JC,
IMHO the resonance as mentioned by Mark, and the Rydberg
matter as mentioned by Axil, are both "involved" in supplying this million
fold energy gain you require but are not the "source". I do like that you
referred to " the random atomic motion" because it is actually just that
chaotic motion of hydrogen gas when confined inside the Ni powder that
accumulates your energy in what may be our first glimpse of a Heisenberg
Uncertainty trap. Both Mill's skeletal catalyst and Rossi's nano powder form
geometries that displace larger virtual particles which lowers the total
energy density of space time in these "suppression" regions. Catalytic action
only occurs where there are openings or changes in these geometries which is
why these geometries are so critical and easily degraded. An ideal Casimir
cavity has a rather steady energy density except near the slab edges and
therefore very little catalytic action, but, if you were to corrugate the
boundaries so the energy density between them varies you would have a synthetic
catalyst [like the Haisch - Moddel prototype]. This means much care must be
taken to maintain rough grainy boundaries as the working environment but still
need to provide rapid relative motion of the hydrogen to the boundaries, This
is why Mark focused on resonance which instead of a direct current stream of
hydrogen circulation through the bulk powder equates to an alternating stream
of the hydrogen sloshing back and forth through the powder. [a static fill as
Jones Beene refers to it as opposed to a messy external path and pump assembly.
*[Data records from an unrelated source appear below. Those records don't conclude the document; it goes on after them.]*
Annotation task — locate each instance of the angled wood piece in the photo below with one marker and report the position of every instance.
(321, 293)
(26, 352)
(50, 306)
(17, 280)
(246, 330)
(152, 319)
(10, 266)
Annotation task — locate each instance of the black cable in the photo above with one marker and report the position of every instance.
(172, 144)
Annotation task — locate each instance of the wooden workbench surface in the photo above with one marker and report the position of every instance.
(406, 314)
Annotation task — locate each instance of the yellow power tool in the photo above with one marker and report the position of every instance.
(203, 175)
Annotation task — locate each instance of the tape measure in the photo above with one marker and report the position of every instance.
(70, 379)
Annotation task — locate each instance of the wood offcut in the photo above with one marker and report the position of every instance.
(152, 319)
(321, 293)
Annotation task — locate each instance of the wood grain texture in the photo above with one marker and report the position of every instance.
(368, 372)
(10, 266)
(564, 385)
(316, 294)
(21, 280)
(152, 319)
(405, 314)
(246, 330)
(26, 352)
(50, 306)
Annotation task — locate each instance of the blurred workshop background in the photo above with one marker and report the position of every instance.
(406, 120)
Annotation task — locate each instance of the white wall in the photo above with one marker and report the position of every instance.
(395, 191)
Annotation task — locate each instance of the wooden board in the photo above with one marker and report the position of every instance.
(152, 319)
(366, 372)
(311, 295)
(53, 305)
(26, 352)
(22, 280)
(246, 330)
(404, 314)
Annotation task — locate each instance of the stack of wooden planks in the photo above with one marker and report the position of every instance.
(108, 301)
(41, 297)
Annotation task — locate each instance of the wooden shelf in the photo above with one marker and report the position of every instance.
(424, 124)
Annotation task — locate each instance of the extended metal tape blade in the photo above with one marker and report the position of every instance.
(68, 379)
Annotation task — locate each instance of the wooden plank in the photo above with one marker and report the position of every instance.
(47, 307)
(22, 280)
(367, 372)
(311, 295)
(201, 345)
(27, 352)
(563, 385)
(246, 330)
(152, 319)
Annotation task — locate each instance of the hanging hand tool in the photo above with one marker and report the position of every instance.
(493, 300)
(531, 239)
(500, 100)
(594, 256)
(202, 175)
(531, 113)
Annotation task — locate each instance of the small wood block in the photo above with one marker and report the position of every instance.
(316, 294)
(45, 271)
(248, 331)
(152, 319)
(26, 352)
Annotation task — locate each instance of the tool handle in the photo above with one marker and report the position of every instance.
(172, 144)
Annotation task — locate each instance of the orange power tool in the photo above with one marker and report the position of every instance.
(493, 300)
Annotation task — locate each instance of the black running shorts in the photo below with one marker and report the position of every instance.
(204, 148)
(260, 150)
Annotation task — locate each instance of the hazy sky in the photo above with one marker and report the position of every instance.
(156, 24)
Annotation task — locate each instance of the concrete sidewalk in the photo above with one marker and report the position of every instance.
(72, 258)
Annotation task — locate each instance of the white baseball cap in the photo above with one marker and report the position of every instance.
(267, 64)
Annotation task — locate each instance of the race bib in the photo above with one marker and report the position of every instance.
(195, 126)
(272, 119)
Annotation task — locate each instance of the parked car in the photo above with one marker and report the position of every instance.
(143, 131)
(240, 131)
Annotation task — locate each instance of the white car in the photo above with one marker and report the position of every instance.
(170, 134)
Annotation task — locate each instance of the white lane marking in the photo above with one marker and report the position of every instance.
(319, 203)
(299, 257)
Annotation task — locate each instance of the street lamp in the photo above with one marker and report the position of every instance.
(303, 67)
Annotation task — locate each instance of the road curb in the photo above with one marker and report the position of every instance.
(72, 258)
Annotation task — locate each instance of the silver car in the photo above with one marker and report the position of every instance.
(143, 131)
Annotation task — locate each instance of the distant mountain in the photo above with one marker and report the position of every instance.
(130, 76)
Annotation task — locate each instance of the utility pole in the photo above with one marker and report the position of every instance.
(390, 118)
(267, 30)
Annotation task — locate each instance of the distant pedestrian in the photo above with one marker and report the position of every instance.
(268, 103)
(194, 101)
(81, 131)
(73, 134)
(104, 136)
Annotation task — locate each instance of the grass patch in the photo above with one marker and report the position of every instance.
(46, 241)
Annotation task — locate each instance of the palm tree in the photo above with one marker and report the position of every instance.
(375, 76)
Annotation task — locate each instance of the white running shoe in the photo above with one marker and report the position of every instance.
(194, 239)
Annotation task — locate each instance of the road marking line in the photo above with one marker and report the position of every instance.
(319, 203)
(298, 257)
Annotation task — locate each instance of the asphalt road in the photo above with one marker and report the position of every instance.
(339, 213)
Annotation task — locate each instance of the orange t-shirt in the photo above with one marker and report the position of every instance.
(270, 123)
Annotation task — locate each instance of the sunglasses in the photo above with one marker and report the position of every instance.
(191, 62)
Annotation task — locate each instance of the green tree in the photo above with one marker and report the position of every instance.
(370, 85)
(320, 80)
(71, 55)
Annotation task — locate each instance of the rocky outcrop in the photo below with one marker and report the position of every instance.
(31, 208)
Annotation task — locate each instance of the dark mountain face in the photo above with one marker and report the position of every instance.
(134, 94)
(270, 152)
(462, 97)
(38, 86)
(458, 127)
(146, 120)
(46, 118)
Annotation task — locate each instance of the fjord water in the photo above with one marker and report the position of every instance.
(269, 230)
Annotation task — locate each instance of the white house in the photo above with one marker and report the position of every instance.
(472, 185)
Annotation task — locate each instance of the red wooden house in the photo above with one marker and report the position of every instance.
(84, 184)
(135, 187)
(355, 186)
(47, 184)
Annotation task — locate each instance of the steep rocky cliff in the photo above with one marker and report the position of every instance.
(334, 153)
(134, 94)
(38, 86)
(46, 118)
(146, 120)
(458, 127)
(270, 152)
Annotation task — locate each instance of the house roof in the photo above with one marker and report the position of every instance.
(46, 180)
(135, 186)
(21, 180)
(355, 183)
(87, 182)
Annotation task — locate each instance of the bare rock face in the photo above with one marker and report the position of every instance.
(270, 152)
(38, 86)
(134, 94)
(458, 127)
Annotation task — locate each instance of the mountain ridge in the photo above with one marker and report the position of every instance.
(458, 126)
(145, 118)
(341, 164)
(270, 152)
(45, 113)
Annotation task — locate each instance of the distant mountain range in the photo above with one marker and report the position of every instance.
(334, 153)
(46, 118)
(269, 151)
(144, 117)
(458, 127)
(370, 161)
H2 recombination has a high energy release and my posit remains that existing
heat and vigorous catalytic action can discount the energy needed to
disassociate the newly formed molecule at over unity. This requires a careful
balance of temp near disassociation, an agitator like Rossi's RF to move the
hydrogen and heat extraction to protect the geometry and cool the hydrogen back
into recombination in an endless cycle. Axil's Rydberg hydrogen and my own
inverse Rydberg hydrogen are born from the environment. Jan Naudts said the
hydrino was relativistic but didn't say how which led me to interpret Casimir
effect as relativistic. The environment makes the hydrogen appear relativistic
without the need for speed - more of a segregation where regions of reduced
density form inverse Rydberg matter while balancing regions of increased
density form Rydberg matter.
See http://www.mail-archive.com/[email protected]/msg58001.html
IOW a kind of maxwellian demon based on change in vacuum energy density that
discounts the disassociation threshold of dihydrinos but allows hydrino motion
unopposed.
Fran
From: Mark Iverson-ZeroPoint [mailto:[email protected]]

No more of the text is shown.